Passive and active reactions The effects of passive and active reaction can be seen in Fig. 2.

First assume a clean water-filled sand that contains water with 50,000 ppm chlorides (Fig. 2a). Fig. 2b represents this sand after it was suddenly partially filled with dry gas and oil.

The salinity of the formation water in the dry gas and oil-filled portions of the sand immediatedly after the hydrocarbon entered the sand will remain a constant 50,000 ppm chlorides.

Fig. 2c illustrates the changes in formation-water chlorides after the sand has become more deeply buried. Because formation water salinity in water sands typically increase with depth, chlorides in the water leg would be larger than the initial 50,000 ppm chlorides.

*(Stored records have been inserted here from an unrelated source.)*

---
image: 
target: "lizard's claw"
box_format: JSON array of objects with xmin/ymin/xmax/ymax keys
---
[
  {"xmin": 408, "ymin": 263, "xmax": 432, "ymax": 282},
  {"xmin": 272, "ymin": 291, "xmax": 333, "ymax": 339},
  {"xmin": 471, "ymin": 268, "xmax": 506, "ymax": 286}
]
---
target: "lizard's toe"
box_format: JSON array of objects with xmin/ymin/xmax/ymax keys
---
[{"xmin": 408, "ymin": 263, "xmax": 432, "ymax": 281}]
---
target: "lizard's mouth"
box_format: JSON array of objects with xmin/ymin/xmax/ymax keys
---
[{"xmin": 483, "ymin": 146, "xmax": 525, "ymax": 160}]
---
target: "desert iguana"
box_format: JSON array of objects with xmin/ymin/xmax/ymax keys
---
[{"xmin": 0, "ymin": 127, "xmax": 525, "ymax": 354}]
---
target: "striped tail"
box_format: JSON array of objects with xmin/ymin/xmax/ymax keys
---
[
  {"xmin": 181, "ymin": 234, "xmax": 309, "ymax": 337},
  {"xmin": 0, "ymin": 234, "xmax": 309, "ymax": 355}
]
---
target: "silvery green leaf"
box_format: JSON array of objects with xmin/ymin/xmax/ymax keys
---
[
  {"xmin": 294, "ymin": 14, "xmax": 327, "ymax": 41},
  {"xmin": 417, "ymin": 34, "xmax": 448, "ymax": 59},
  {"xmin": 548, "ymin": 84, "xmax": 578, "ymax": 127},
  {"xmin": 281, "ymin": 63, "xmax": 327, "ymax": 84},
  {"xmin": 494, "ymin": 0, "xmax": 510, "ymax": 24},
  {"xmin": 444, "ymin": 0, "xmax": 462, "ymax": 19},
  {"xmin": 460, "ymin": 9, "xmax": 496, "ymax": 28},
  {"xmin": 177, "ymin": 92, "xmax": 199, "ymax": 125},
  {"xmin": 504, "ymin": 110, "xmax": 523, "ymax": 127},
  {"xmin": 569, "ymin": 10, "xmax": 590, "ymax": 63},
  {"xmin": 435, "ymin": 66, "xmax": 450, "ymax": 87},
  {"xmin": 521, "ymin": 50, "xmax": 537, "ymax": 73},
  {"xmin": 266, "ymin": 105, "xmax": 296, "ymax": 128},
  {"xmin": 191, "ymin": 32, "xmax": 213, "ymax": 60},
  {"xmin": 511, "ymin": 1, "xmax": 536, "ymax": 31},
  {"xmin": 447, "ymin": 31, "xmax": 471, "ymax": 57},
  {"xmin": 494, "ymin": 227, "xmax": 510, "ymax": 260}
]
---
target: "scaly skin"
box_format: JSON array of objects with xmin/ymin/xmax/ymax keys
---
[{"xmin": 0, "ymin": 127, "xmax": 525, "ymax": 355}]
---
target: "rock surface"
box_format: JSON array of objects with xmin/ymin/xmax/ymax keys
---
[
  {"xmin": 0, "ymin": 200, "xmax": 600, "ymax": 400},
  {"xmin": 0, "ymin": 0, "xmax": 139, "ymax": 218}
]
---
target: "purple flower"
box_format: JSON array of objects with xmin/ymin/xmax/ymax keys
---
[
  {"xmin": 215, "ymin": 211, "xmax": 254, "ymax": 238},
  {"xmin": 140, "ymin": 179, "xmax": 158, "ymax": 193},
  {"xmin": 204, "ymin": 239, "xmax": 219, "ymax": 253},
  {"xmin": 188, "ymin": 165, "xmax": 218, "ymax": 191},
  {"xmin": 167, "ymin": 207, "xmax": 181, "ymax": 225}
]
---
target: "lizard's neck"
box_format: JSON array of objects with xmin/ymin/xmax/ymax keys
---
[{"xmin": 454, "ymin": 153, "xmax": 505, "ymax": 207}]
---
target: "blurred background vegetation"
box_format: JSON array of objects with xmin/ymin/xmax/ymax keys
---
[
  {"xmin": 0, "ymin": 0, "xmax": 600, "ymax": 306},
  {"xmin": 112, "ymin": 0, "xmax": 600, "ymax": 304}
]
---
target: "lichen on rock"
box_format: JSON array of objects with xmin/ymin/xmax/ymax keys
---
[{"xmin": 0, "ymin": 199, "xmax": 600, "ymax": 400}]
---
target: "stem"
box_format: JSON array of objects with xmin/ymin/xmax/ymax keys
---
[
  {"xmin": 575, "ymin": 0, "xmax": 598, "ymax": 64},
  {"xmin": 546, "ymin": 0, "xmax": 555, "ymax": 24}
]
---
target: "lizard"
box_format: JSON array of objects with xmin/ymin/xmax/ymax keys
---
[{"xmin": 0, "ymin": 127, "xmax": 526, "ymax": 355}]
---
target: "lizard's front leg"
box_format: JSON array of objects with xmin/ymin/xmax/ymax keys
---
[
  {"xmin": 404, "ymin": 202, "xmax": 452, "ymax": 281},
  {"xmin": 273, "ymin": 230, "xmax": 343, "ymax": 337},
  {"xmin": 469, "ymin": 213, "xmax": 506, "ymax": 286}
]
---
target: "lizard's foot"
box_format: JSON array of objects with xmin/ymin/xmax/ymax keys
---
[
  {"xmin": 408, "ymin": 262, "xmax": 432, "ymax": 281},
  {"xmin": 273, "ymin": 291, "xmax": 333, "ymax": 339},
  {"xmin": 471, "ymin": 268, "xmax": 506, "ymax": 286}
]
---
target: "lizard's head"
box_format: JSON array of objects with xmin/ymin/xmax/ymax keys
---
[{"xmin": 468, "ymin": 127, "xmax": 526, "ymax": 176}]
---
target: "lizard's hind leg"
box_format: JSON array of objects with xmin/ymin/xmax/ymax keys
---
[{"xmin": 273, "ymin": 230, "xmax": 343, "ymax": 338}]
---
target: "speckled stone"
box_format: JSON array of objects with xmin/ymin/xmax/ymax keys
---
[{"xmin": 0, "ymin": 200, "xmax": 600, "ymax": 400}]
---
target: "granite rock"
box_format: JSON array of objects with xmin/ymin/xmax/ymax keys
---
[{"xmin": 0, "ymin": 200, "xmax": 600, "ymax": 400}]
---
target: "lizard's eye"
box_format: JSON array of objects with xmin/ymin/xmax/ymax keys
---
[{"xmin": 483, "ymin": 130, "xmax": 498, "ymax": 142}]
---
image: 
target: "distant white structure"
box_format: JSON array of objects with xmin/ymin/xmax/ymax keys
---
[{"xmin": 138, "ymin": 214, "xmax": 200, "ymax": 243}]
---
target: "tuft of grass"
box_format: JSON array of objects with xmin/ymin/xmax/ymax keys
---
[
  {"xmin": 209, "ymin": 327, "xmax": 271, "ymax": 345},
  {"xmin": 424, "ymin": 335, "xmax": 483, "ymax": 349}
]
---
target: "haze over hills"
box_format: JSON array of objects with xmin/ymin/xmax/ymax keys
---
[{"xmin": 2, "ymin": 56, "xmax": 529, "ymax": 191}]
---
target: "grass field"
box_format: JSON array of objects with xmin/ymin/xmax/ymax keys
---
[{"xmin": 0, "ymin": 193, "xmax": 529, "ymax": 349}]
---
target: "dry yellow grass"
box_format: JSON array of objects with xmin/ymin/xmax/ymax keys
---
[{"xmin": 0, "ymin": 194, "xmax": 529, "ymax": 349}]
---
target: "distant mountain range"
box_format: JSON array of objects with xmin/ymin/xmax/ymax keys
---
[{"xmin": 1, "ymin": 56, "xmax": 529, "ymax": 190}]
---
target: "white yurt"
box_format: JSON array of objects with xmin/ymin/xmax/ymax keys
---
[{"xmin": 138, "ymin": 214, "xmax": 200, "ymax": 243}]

The salinity of the water in the dry gas-filled portion of the sand remains unchanged at 50,000 ppm chlorides. The salinity of the waters adjacent to the oil will be smaller than 50,000 ppm chlorides.

Rules of Thumb A new perspective towards the evaluation of water and hydrocarbon analyses has generated several rules of thumb that may be useful for reservoir analysis:
  • The salinity of connate water in the hydrocarbon-filled portion of a sand is not identical to the salinity of the connate water below the hydrocarbon-water contact.
  • Free shale water in close contact with hydrocarbons will contain a different salinity than free shale water not in immediate contact with hydrocarbons.
  • Connate and free shale water in a gas cap will contain a different salinity than the connate and free shale water in an oil leg of the same sand.
  • The connate water will have a different salinity than the free shale water in immediate contact with liquid hydrocarbons in the same sand.
  • The waters in a hydrocarbon-filled carbonate formation will differ from the waters of a nearby water-filled carbonate formation.
  • Because the salinity of waters in hydrocarbon-filled reservoirs is different from previously believed, all equations and theories that use this incorrect formation-water resistivity and salinity must be reexamined.
  • Altered free shale water can be produced immediately. Altered connate water can be produced only after the pressure in the reservoir has been reduced enough to increase connate-water thickness.
  • The amount of salts contained in liquid hydrocarbons is a function of the original salinity of the formation water before the hydrocarbons migrated into the reservoir and the length of time the hydrocarbons and formation water have been in contact.